Doubt darkened Jo-Jo’s eyes. “I can’t picture that.”
“Maria, is this true?” Riley asked.
Maria had been wiping the same spot on the counter for at least a minute. “Riley was in a bad place. Duke and I found her at the bus station. She was messed up. Could barely stand.”
Riley could preach a sermon on what she knew about the streets and how they would chew up a girl like Jo-Jo. But she held back. The kid needed food and rest, not a lecture. “Give it a day or two. You’ve nothing to lose.”
Jo-Jo ladled cereal with her spoon. “You’re not going to change my mind about Jax.”
“Maybe,” Maria said.
Jo-Jo ate, wincing as her sore jaw chewed. She glanced around the modest kitchen as if she were afraid to allow herself to like it. “What if someone comes by here to get me?”
“Call me,” Riley said.
The girl stared at her. “I bet you can kick some ass.”
“I can.”
She studied the scrapes on Riley’s knuckles still healing from yesterday’s search in the woods. “Jax must have been surprised as hell when he saw you on that mountain.”

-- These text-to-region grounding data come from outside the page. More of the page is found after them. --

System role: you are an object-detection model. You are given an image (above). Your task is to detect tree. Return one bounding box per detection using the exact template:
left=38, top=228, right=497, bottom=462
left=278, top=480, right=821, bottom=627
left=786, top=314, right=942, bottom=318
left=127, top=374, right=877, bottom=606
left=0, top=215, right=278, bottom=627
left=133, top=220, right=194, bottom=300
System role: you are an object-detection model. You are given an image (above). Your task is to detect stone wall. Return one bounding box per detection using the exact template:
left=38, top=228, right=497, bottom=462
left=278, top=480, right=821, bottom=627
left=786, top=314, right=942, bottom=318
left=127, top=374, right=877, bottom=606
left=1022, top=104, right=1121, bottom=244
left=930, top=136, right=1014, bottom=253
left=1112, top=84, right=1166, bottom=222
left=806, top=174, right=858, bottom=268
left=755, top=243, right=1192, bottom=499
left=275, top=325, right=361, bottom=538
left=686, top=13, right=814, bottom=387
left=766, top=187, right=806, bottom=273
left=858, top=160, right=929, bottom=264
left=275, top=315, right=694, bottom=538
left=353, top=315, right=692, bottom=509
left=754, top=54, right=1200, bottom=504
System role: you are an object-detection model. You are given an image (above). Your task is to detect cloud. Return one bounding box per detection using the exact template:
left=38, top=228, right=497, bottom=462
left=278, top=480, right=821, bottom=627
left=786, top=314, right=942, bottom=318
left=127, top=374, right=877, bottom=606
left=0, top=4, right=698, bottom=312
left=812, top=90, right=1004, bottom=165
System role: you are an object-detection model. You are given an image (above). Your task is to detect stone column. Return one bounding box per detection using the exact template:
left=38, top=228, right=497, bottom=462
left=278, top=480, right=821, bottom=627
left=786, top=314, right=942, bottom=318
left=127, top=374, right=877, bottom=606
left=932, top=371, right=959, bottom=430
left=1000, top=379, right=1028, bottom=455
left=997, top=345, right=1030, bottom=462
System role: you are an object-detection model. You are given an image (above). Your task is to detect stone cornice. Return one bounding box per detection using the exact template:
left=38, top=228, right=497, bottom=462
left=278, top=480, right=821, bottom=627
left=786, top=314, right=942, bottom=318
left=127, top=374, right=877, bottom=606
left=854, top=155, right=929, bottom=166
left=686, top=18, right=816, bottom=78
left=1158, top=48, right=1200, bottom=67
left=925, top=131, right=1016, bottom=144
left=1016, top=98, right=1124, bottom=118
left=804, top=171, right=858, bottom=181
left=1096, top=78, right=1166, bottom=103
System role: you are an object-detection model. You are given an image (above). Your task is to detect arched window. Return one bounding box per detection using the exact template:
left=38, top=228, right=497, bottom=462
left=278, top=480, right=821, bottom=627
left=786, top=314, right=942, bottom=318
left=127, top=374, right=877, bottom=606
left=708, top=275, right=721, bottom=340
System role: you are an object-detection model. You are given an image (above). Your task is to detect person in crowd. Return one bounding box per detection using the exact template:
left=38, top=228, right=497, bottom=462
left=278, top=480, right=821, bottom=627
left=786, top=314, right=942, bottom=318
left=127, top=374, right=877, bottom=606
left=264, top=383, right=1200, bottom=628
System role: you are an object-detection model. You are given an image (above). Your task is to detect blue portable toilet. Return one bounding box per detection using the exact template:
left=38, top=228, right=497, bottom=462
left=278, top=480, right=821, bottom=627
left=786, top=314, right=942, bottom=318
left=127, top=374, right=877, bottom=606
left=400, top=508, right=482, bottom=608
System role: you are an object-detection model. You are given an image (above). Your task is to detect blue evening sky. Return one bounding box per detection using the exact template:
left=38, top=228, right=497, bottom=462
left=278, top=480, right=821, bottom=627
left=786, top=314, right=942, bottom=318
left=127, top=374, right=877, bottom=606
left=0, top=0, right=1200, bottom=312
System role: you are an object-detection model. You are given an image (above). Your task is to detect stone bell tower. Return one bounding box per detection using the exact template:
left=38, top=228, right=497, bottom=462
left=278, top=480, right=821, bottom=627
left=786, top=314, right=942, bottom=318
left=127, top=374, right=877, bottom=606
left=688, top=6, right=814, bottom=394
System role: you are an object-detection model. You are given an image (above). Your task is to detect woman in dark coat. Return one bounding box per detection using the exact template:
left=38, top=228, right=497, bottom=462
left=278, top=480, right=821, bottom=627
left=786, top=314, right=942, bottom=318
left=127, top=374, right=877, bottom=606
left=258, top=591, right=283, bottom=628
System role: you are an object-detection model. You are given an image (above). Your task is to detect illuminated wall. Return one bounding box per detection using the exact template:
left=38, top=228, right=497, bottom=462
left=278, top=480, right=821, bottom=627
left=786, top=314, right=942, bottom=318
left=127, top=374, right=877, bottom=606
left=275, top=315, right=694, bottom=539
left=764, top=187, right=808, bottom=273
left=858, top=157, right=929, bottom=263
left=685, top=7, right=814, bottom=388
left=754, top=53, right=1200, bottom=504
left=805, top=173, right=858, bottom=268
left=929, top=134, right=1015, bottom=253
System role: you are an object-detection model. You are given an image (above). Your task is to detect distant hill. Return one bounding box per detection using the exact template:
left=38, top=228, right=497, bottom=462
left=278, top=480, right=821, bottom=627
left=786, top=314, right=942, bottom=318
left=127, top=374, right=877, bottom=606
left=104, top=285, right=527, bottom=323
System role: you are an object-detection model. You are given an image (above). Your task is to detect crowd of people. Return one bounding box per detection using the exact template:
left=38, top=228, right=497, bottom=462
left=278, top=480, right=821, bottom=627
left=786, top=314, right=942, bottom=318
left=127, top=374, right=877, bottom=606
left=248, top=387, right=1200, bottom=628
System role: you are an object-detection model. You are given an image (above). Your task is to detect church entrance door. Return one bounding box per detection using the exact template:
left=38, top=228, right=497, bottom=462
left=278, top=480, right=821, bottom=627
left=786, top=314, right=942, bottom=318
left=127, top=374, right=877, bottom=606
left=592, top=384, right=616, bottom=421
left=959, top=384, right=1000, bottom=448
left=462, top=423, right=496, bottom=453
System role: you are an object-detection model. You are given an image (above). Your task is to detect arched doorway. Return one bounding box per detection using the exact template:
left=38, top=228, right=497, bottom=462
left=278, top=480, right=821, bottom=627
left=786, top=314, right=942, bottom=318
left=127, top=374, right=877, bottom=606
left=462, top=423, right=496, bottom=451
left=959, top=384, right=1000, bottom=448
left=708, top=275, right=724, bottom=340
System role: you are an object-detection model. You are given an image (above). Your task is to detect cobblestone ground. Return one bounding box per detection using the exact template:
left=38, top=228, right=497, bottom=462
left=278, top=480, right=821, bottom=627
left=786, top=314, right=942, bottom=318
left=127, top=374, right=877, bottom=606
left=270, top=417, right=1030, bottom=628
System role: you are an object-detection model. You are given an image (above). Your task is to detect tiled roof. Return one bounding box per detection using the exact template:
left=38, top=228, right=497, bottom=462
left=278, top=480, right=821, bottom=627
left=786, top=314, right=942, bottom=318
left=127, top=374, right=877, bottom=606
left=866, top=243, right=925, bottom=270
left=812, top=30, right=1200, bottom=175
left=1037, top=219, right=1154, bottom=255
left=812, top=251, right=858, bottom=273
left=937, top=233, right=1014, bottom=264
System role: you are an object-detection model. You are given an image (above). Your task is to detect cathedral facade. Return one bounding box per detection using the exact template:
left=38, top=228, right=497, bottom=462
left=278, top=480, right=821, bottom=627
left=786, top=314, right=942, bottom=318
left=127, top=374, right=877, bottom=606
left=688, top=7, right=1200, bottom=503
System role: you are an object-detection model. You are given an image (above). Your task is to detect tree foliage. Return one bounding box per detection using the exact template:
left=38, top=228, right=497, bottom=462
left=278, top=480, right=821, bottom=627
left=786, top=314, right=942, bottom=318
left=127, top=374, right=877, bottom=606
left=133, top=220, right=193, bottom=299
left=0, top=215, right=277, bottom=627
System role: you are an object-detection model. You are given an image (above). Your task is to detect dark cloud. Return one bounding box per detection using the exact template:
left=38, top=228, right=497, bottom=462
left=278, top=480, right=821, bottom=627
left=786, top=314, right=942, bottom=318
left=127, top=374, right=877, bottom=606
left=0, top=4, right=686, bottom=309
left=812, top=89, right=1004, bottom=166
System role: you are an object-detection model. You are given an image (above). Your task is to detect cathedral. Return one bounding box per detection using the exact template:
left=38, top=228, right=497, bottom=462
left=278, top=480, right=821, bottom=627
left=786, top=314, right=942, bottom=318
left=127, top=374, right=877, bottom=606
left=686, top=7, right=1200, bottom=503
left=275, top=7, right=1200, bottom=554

“He was. But if you want to hear the story, it’ll have to be after my shift tonight. I need to roll.”
A sigh leaked from Jo-Jo’s clenched teeth. “Fine.”
“Fine what? Does that mean you’ll be here this evening?”
“Maybe.”
Not a ringing endorsement, but Riley would take it. The girl’s coloring was a bit better, and she’d had a chance to shower and wash her hair. Her road back to life was slow and frustrating. One step at a time.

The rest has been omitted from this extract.